Palm oil prices on the European vegetable oils market rose on Thursday, mainly supported by the announcement that Malaysia will resume taxing palm exports. The world's second-largest producer will re-start taxing exports of crude palm oil in March, a minister said on Thursday, after scrapping the duty for five months in a bid to spur demand and reduce bloated stockpiles.
The tax rate would depend on palm oil prices, he said, adding that the government would announce details on the tax policy on February 16. "People are waiting for details on the export tax in Malaysia on Monday.

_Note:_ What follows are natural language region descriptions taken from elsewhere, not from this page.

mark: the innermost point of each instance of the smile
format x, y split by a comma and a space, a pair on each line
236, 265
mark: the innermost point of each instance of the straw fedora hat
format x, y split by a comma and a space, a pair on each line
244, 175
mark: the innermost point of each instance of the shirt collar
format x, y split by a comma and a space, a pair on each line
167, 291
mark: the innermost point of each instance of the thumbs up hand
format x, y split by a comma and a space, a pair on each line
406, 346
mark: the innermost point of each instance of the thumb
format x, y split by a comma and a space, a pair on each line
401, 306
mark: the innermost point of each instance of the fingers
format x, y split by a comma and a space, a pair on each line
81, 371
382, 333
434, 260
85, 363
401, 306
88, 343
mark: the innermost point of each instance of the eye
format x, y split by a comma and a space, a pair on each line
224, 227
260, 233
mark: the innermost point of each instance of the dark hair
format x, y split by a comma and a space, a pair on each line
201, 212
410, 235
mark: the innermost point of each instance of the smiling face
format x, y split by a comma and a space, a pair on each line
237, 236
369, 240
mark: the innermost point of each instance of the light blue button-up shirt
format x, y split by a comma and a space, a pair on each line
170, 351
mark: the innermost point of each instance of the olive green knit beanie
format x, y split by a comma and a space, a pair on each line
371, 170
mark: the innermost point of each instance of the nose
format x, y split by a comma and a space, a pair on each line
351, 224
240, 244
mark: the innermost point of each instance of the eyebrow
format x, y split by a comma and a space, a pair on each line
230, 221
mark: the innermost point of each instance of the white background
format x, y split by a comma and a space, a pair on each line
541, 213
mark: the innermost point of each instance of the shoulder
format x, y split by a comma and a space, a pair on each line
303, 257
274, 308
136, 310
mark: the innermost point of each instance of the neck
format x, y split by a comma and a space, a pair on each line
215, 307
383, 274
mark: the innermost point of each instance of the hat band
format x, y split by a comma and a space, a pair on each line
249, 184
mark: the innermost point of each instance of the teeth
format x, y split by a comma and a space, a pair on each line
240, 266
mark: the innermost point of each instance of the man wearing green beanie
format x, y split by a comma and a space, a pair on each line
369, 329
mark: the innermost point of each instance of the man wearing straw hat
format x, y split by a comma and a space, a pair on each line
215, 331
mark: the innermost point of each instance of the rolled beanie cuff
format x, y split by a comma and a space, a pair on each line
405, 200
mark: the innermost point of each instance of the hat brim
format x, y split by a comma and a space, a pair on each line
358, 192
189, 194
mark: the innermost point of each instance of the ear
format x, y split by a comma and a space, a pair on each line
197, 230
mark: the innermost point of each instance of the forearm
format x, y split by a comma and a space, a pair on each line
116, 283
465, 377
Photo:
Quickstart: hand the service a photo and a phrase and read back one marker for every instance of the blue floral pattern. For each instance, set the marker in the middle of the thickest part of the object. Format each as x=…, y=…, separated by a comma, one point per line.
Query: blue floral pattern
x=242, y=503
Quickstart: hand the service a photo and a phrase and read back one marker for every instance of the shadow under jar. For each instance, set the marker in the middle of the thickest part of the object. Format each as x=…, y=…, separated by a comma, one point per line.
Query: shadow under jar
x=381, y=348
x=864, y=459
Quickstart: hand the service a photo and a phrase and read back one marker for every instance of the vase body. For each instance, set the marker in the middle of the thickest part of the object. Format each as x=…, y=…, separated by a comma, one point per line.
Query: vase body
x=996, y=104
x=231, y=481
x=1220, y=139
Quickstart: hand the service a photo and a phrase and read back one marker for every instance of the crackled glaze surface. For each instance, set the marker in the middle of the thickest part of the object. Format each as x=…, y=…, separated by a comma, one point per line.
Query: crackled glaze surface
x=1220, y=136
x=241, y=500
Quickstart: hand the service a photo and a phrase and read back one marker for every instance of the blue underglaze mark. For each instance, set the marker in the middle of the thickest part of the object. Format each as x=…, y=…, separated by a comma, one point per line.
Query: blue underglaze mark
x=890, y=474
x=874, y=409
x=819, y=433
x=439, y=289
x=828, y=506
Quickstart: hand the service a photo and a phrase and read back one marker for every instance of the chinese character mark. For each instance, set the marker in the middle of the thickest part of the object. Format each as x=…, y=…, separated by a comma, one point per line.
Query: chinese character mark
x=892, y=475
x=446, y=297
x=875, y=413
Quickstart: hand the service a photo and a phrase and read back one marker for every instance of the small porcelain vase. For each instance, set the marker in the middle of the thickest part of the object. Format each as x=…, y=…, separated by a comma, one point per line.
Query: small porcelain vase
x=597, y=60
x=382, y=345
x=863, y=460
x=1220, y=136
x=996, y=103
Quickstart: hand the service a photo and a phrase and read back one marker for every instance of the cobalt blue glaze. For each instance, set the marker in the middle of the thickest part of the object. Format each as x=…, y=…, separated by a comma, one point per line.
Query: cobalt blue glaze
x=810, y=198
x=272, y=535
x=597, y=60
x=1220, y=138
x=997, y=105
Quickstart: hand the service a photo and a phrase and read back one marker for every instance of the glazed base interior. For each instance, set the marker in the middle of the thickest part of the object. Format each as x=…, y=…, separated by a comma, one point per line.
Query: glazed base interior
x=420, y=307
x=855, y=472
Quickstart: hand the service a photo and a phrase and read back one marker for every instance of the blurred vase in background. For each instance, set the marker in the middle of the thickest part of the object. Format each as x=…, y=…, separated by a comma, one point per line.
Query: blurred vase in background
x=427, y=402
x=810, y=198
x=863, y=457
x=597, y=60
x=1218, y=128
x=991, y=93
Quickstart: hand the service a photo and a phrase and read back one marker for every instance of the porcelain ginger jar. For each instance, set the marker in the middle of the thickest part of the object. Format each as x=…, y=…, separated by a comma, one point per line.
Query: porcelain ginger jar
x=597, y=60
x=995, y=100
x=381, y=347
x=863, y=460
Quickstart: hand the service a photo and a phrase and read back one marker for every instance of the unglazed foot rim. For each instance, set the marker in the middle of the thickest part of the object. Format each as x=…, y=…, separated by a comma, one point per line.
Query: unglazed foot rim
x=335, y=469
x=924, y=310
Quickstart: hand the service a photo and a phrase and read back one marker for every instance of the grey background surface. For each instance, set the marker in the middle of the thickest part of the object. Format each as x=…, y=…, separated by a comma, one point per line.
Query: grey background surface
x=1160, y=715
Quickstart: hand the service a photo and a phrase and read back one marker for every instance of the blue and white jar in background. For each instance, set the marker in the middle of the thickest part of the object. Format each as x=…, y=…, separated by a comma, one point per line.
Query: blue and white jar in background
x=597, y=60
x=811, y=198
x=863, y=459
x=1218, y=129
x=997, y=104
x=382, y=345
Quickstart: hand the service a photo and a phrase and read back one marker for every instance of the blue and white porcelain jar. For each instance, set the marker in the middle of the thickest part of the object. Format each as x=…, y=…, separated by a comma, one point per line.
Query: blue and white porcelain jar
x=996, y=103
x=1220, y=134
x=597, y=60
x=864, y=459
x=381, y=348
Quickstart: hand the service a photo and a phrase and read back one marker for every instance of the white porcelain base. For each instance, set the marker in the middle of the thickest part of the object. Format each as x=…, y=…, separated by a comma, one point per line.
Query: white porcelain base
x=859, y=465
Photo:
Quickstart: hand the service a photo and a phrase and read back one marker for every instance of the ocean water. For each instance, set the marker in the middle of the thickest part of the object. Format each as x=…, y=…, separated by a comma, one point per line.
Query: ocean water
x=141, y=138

The sentiment is that the market will go higher." Crude palm oil on the European market was offered between $2.50 and $7.50 per tonne higher cif Rotterdam.
The benchmark April contract on Malaysian futures had edged up 0.7 percent to 2,294 ringgit ($636) per tonne by Thursday's close, well above a six-week low of 2,106 ringgit hit in January. European traders anticipated a push in activity ahead of the Chinese new year break next week. "They will try to push the market before that," one said. CBOT soyaoil futures were slightly higher by 1730 GMT in sympathy with soyabeans, boosted partly by a weaker dollar. In other markets, Brent oil futures rose to $57 a barrel on Thursday, as a weaker dollar and industry spending cuts offset worries about a supply glut after US crude inventories increased for a fifth consecutive week.